China's outsize crude imports throw traders for loop
NATSUKI KANEKO, Nikkei staff writer
China's crude oil imports rival those of the U.S.
TOKYO -- China's unexpectedly strong appetite for crude is adding to the confusion of an already volatile oil market.
The slowing Chinese economy has raised concerns of a decline in oil demand, which in turn pushed down crude futures. But a look at the spot market shows that China has been importing massive amounts of the resource from the Middle East. In addition to making oil prices even more difficult to predict, this beefed-up buying is also raising questions about the country's ultimate game plan.
China National United Oil, also known as Chinaoil, began its buying spree at the start of the year. In August, the trading arm of state-run China National Petroleum purchased a record 72 cargoes of oil, about 36 million barrels, on the electronic trading platform for Dubai crude, a benchmark for Asia. Chinaoil accounted for 90% of contracts settled on the overall Dubai spot market in that month.
Under its president, a former trader who took the helm in 2014, Chinaoil has been ramping up its trading abilities in various ways, including making improvements to its trading platform.
Long-term goal?
China imported nearly 7.3 million barrels of oil per day in July, a 30% jump on the year.

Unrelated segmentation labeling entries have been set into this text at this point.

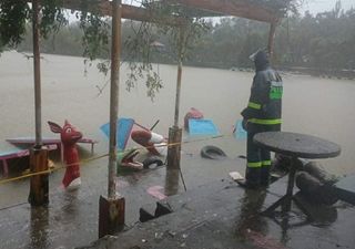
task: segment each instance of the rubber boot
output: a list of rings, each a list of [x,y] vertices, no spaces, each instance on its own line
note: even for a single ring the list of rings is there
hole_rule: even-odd
[[[261,186],[261,168],[246,167],[245,187],[258,188]]]
[[[270,184],[270,166],[264,166],[264,167],[261,168],[260,184],[263,187],[268,187],[268,184]]]

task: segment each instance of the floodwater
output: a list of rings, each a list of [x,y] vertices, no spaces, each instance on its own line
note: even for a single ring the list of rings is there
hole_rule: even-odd
[[[94,156],[106,154],[109,142],[99,127],[109,121],[109,77],[98,73],[94,66],[88,68],[84,75],[81,58],[44,54],[41,69],[43,136],[53,136],[47,121],[63,124],[67,118],[84,136],[99,141]],[[146,127],[159,120],[154,131],[168,136],[174,117],[176,66],[154,65],[154,69],[159,70],[164,87],[152,102],[146,97],[143,82],[131,92],[125,90],[126,70],[122,66],[119,115],[133,117],[136,123]],[[355,82],[290,73],[282,76],[283,131],[312,134],[339,144],[341,156],[320,162],[336,175],[354,173]],[[227,177],[229,170],[242,170],[243,162],[239,162],[237,156],[245,155],[245,141],[234,139],[232,129],[247,103],[252,77],[252,72],[183,69],[180,124],[183,124],[183,116],[189,108],[196,107],[205,118],[214,121],[223,135],[221,138],[191,142],[182,146],[182,168],[185,165],[183,170],[189,173],[184,174],[187,188],[214,178]],[[106,86],[100,92],[99,89],[104,85]],[[34,136],[33,93],[32,61],[16,52],[1,54],[1,152],[17,148],[7,143],[6,138]],[[183,134],[183,139],[189,139],[186,133]],[[201,164],[199,153],[201,146],[206,144],[221,147],[229,158],[239,162],[235,165],[239,164],[240,168],[225,162],[224,170],[221,170],[221,167],[204,162],[203,176],[199,175],[202,172],[194,170],[193,166]],[[129,142],[128,146],[133,145]],[[85,145],[81,145],[80,154],[83,159],[91,158]],[[59,156],[53,157],[60,164]],[[106,157],[83,162],[83,184],[78,193],[64,193],[58,188],[62,170],[51,174],[51,204],[48,210],[31,210],[27,204],[28,180],[0,185],[0,248],[68,248],[97,239],[98,201],[99,195],[105,195],[106,165]],[[164,185],[161,183],[164,177],[162,170],[152,170],[145,175],[135,174],[123,178],[120,188],[124,196],[139,193],[126,199],[126,206],[139,208],[142,203],[149,203],[151,197],[144,195],[144,188],[154,184]],[[169,181],[168,176],[165,181],[166,179]],[[126,222],[135,221],[136,210],[128,210]]]

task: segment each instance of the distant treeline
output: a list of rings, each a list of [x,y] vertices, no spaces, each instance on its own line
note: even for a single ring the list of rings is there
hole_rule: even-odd
[[[140,23],[122,23],[122,59],[130,58],[125,40],[134,35]],[[211,68],[247,68],[248,55],[257,48],[266,48],[270,25],[241,18],[225,18],[213,24],[200,39],[186,61],[189,65]],[[28,29],[20,51],[31,51],[31,32]],[[154,32],[154,31],[153,31]],[[83,54],[82,31],[78,23],[71,23],[48,40],[41,42],[45,53],[78,55]],[[152,35],[151,60],[160,63],[174,63],[168,38],[158,32]],[[158,44],[158,45],[156,45]],[[276,30],[275,63],[277,66],[308,68],[316,70],[355,70],[355,9],[342,10],[337,2],[332,11],[313,15],[292,14],[283,19]],[[108,48],[109,51],[110,48]],[[109,53],[109,52],[108,52]],[[108,58],[109,54],[101,54]]]

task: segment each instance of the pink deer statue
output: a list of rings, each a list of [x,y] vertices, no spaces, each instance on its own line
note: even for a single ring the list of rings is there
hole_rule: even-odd
[[[82,134],[68,121],[65,121],[63,127],[50,121],[48,124],[53,133],[60,133],[60,138],[62,142],[61,149],[63,152],[63,159],[67,166],[65,175],[62,179],[62,186],[64,188],[79,187],[81,180],[77,142],[82,137]]]

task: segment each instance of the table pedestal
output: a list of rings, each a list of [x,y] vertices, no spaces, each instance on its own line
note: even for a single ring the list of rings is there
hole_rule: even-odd
[[[262,211],[261,212],[262,215],[266,215],[266,216],[271,215],[280,206],[282,206],[282,211],[285,214],[291,210],[292,200],[295,200],[295,204],[300,207],[300,209],[303,212],[305,212],[305,215],[308,216],[305,208],[303,208],[302,205],[300,205],[300,203],[296,201],[295,198],[293,198],[293,187],[295,185],[295,175],[296,175],[296,170],[297,170],[296,167],[297,167],[297,158],[293,157],[291,160],[291,166],[290,166],[286,194],[283,197],[281,197],[276,203],[274,203],[268,208],[266,208],[264,211]]]

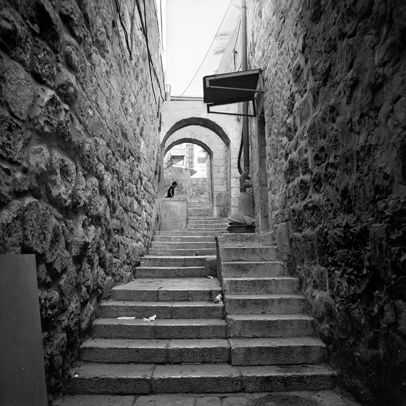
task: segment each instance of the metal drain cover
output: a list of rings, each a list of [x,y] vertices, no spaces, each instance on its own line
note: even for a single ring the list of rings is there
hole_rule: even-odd
[[[255,399],[249,406],[319,406],[319,403],[300,396],[268,395]]]

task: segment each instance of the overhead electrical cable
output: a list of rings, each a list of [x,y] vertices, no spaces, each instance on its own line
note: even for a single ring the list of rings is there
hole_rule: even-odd
[[[158,83],[158,87],[159,88],[159,90],[160,92],[160,96],[162,100],[164,99],[164,97],[162,95],[162,88],[161,88],[161,85],[159,84],[159,78],[158,76],[158,74],[156,73],[156,71],[155,71],[155,67],[154,66],[154,64],[152,62],[152,57],[151,56],[151,52],[150,51],[149,49],[149,45],[148,44],[148,33],[147,33],[147,13],[146,10],[146,0],[144,1],[144,21],[143,21],[143,16],[142,16],[142,12],[141,11],[141,7],[140,5],[140,0],[136,0],[136,2],[137,3],[137,9],[138,10],[138,14],[140,16],[140,20],[141,22],[141,29],[144,32],[144,37],[145,37],[145,41],[147,45],[147,53],[148,54],[148,64],[149,65],[149,70],[150,70],[150,75],[151,76],[151,86],[152,87],[152,90],[154,93],[154,97],[155,99],[155,104],[157,106],[159,107],[158,103],[156,101],[156,96],[155,96],[155,90],[154,90],[154,84],[153,84],[153,80],[152,79],[152,74],[151,73],[151,64],[152,65],[152,70],[154,71],[154,73],[155,74],[155,77],[157,78],[157,83]]]
[[[127,49],[128,50],[128,52],[130,54],[130,60],[132,60],[132,53],[131,52],[131,48],[130,48],[130,45],[128,43],[128,35],[127,33],[127,30],[125,29],[125,27],[124,26],[124,23],[123,22],[123,20],[121,19],[121,13],[120,12],[120,4],[118,3],[118,0],[116,0],[116,7],[117,9],[117,14],[118,14],[118,19],[120,20],[120,23],[121,24],[121,26],[123,28],[123,30],[124,31],[124,35],[125,37],[125,43],[127,45]]]
[[[223,22],[224,22],[224,19],[225,19],[225,16],[227,15],[227,13],[228,12],[228,10],[229,10],[229,9],[230,8],[230,6],[231,5],[231,3],[232,3],[232,0],[231,0],[231,1],[230,2],[230,4],[228,5],[228,7],[227,8],[227,10],[226,10],[225,14],[224,14],[224,16],[223,17],[223,19],[221,20],[221,22],[220,23],[220,26],[219,26],[218,29],[217,30],[217,32],[216,32],[216,34],[214,36],[214,38],[213,39],[213,41],[212,41],[212,43],[210,44],[210,46],[209,47],[209,49],[207,50],[207,52],[206,52],[206,54],[205,55],[205,57],[203,58],[203,60],[201,61],[201,63],[200,64],[200,66],[197,68],[197,70],[196,71],[196,73],[194,74],[194,76],[192,78],[192,80],[190,81],[190,83],[187,85],[187,87],[186,87],[186,88],[183,91],[183,93],[182,93],[182,94],[181,94],[181,95],[179,96],[176,99],[176,100],[175,100],[175,101],[177,101],[178,100],[179,100],[183,95],[183,94],[185,93],[185,92],[186,90],[187,90],[187,89],[189,88],[189,87],[190,86],[190,85],[192,84],[192,82],[193,81],[193,80],[194,80],[194,78],[196,77],[196,76],[197,75],[197,73],[198,73],[199,71],[200,70],[200,69],[201,67],[201,65],[203,64],[203,62],[206,60],[206,57],[207,56],[208,54],[209,54],[209,52],[211,48],[212,48],[212,46],[213,45],[213,43],[214,42],[214,41],[216,41],[216,37],[217,34],[219,32],[219,31],[220,31],[220,29],[221,28],[221,26],[223,24]]]

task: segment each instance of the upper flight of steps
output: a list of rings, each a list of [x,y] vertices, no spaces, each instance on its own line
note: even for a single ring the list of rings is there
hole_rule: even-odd
[[[212,215],[209,205],[189,204],[186,230],[157,233],[134,280],[115,287],[100,304],[69,391],[260,392],[334,385],[333,371],[323,364],[325,346],[312,337],[311,318],[295,293],[297,281],[283,276],[274,247],[239,246],[241,235],[250,234],[219,234],[222,287],[214,236],[228,222]],[[223,290],[225,309],[214,302]],[[143,320],[154,315],[155,320]],[[134,318],[117,318],[123,316]]]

Imports for the January-July period were up 10% from a year earlier, and it is becoming increasingly likely that China will top the U.S. as the world's biggest oil importer this year.
So why is China maintaining a long position on crude despite growing concerns over its economic slowdown? Takayuki Nogami, chief economist at Japan Oil, Gas and Metals National Corp. (Jogmec), said China is likely taking advantage of low prices to build up its strategic oil reserves.

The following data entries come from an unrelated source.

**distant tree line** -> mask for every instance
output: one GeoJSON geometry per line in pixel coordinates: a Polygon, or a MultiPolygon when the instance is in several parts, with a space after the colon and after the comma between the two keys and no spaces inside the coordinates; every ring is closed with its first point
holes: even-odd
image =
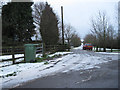
{"type": "Polygon", "coordinates": [[[2,43],[30,42],[35,34],[32,2],[9,2],[2,7],[2,43]]]}
{"type": "MultiPolygon", "coordinates": [[[[46,2],[9,2],[2,7],[2,44],[31,43],[31,37],[40,32],[45,45],[61,45],[61,28],[59,17],[46,2]]],[[[79,46],[80,37],[71,25],[65,27],[67,45],[79,46]]]]}
{"type": "MultiPolygon", "coordinates": [[[[59,18],[48,3],[35,3],[33,5],[33,17],[46,45],[62,44],[62,30],[59,18]]],[[[75,33],[71,25],[64,26],[64,37],[65,44],[69,46],[79,46],[81,44],[80,37],[75,33]]]]}
{"type": "Polygon", "coordinates": [[[103,48],[104,52],[106,48],[118,49],[118,33],[115,31],[113,25],[108,23],[107,16],[103,12],[98,13],[98,17],[91,20],[91,33],[87,34],[84,38],[84,42],[92,43],[98,48],[103,48]]]}

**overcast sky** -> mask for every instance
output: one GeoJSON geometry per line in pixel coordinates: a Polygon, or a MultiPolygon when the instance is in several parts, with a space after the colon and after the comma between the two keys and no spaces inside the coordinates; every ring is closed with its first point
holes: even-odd
{"type": "MultiPolygon", "coordinates": [[[[81,38],[90,32],[90,19],[97,16],[98,11],[104,11],[113,25],[117,24],[117,3],[119,0],[33,0],[48,2],[61,19],[63,6],[64,23],[71,24],[81,38]]],[[[116,25],[115,25],[116,26],[116,25]]]]}

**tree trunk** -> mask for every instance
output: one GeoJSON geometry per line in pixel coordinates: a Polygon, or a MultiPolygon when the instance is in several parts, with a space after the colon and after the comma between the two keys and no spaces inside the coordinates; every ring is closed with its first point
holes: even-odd
{"type": "Polygon", "coordinates": [[[15,51],[15,47],[13,45],[12,46],[12,61],[13,61],[13,64],[15,64],[15,53],[14,53],[14,51],[15,51]]]}
{"type": "Polygon", "coordinates": [[[42,56],[44,57],[45,56],[45,43],[43,42],[42,44],[42,56]]]}
{"type": "Polygon", "coordinates": [[[98,52],[98,46],[96,46],[96,52],[98,52]]]}

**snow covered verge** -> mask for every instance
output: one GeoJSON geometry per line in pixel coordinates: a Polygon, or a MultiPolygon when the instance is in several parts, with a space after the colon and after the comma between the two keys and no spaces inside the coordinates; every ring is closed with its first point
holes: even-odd
{"type": "MultiPolygon", "coordinates": [[[[79,47],[80,48],[80,47],[79,47]]],[[[87,54],[74,54],[73,52],[57,52],[50,56],[68,54],[61,58],[48,60],[39,63],[23,63],[0,68],[0,86],[3,88],[13,88],[24,82],[34,80],[58,72],[66,73],[71,70],[86,70],[90,68],[100,68],[101,63],[114,60],[113,56],[90,56],[87,54]]],[[[118,59],[115,59],[118,60],[118,59]]]]}

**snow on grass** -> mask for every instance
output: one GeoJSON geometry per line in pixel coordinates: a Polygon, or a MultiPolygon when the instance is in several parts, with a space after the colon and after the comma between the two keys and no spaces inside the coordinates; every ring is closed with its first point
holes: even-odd
{"type": "MultiPolygon", "coordinates": [[[[87,54],[71,54],[71,52],[57,52],[53,55],[68,54],[61,58],[39,63],[23,63],[0,68],[0,76],[4,88],[12,88],[29,80],[33,80],[48,75],[54,75],[58,72],[68,72],[71,70],[85,70],[90,68],[100,68],[100,63],[106,63],[112,59],[100,56],[88,56],[87,54]],[[70,53],[70,54],[68,54],[70,53]]],[[[51,56],[53,56],[51,55],[51,56]]]]}
{"type": "Polygon", "coordinates": [[[115,53],[113,53],[113,52],[96,52],[96,53],[100,53],[100,54],[120,54],[118,52],[115,52],[115,53]]]}

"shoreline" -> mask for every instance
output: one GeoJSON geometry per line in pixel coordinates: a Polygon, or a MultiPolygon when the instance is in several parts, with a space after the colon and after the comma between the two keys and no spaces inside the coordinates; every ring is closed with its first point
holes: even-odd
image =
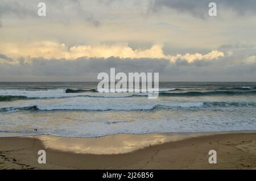
{"type": "Polygon", "coordinates": [[[256,131],[0,137],[0,169],[256,169],[255,150],[256,131]],[[46,164],[37,162],[42,149],[46,164]],[[217,164],[208,162],[212,149],[217,164]]]}

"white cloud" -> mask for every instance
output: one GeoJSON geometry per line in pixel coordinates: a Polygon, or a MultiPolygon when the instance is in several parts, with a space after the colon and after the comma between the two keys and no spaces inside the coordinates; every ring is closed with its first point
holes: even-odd
{"type": "Polygon", "coordinates": [[[77,45],[70,48],[64,43],[53,41],[32,42],[27,44],[7,43],[0,45],[0,52],[11,57],[43,57],[46,59],[65,58],[75,60],[79,57],[108,58],[111,57],[121,58],[163,58],[176,61],[177,60],[191,63],[195,60],[212,60],[224,57],[222,52],[213,50],[209,53],[186,53],[184,55],[165,54],[163,45],[154,44],[150,48],[133,49],[126,43],[112,45],[102,44],[100,45],[77,45]]]}

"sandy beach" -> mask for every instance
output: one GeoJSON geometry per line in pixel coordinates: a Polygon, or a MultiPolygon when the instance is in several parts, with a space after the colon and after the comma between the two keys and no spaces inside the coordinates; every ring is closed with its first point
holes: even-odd
{"type": "Polygon", "coordinates": [[[255,169],[255,133],[0,138],[0,169],[255,169]],[[39,150],[46,164],[38,163],[39,150]],[[208,162],[210,150],[217,164],[208,162]]]}

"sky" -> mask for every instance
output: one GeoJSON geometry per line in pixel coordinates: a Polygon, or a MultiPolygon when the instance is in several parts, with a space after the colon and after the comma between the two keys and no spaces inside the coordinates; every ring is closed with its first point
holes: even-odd
{"type": "Polygon", "coordinates": [[[96,81],[115,68],[255,82],[255,0],[1,0],[0,81],[96,81]]]}

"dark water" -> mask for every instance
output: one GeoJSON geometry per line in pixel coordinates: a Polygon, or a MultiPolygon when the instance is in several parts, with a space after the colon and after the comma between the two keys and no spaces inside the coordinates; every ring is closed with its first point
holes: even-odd
{"type": "Polygon", "coordinates": [[[1,135],[256,130],[255,82],[160,82],[156,99],[97,84],[0,83],[1,135]]]}

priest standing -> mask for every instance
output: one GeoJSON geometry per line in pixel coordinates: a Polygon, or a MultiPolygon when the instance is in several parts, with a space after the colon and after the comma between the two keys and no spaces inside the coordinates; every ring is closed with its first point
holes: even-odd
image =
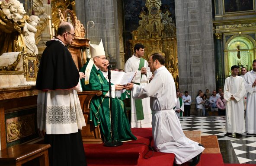
{"type": "MultiPolygon", "coordinates": [[[[136,44],[134,46],[134,54],[125,63],[125,72],[137,72],[132,82],[138,85],[146,85],[152,76],[144,56],[144,46],[136,44]]],[[[131,93],[132,93],[131,92],[131,93]]],[[[133,128],[152,127],[152,113],[150,107],[149,98],[134,99],[131,95],[131,127],[133,128]]]]}
{"type": "Polygon", "coordinates": [[[253,61],[253,69],[243,77],[248,92],[245,122],[248,135],[256,134],[256,60],[253,61]]]}
{"type": "Polygon", "coordinates": [[[176,105],[175,84],[172,75],[164,66],[165,60],[159,53],[153,54],[148,61],[154,78],[145,85],[129,84],[134,98],[150,97],[152,110],[152,135],[157,151],[173,153],[175,162],[181,164],[191,159],[190,166],[199,161],[204,148],[185,135],[173,107],[176,105]]]}
{"type": "Polygon", "coordinates": [[[79,73],[66,45],[74,37],[72,24],[63,22],[56,37],[46,42],[35,87],[38,126],[44,131],[51,166],[86,166],[80,130],[85,121],[75,87],[80,85],[79,73]]]}
{"type": "Polygon", "coordinates": [[[243,78],[237,75],[239,71],[239,66],[233,66],[232,75],[225,81],[224,98],[227,100],[225,136],[231,135],[232,132],[236,133],[236,136],[241,136],[245,132],[243,99],[246,90],[243,78]]]}

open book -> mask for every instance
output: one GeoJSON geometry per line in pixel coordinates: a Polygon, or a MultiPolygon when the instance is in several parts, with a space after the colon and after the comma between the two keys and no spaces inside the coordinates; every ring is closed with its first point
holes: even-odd
{"type": "Polygon", "coordinates": [[[131,83],[136,74],[136,72],[125,72],[111,70],[111,80],[112,84],[126,85],[131,83]]]}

According to Barclays of the U.K., China has been stockpiling 100,000 barrels of crude oil every day since the beginning of the year. That figure could rise to as much as 170,000 barrels in the second half of the year, which would take China's oil imports for all of 2015 to nearly 250 million barrels.
China has long been frustrated by the structure of the crude market, which is controlled by major resource companies and trading houses based primarily in Western countries. According to a crude oil trader at a major trading house, the strategy among Chinese companies is to increase their share of trade on the spot market in order to gain greater influence in setting prices in the long run. The country also plans to open an oil futures market to boost its presence in global commodities trading.
In addition to low prices, deregulation is also driving Chinese demand. The government has begun to allow smaller refiners to import crude, a move that could push up imports by 450,000 barrels a day, according to Citigroup of the U.S.
Reversal
Massive buy orders from China briefly pushed the Asian benchmark above its international counterpart, Brent crude, and market observers have said prices of Dubai crude are out of step with actual supply-demand conditions.
The Brent spot price was more than $4 higher than that of Dubai crude in January. But at the end of July, the Dubai price was briefly the higher of the two. In August, the spread was less than $1.
"Chinaoil's purchases don't reflect real demand," said an official responsible for procurement at a Japanese oil wholesale company, adding that crude prices are, in a sense, being manipulated.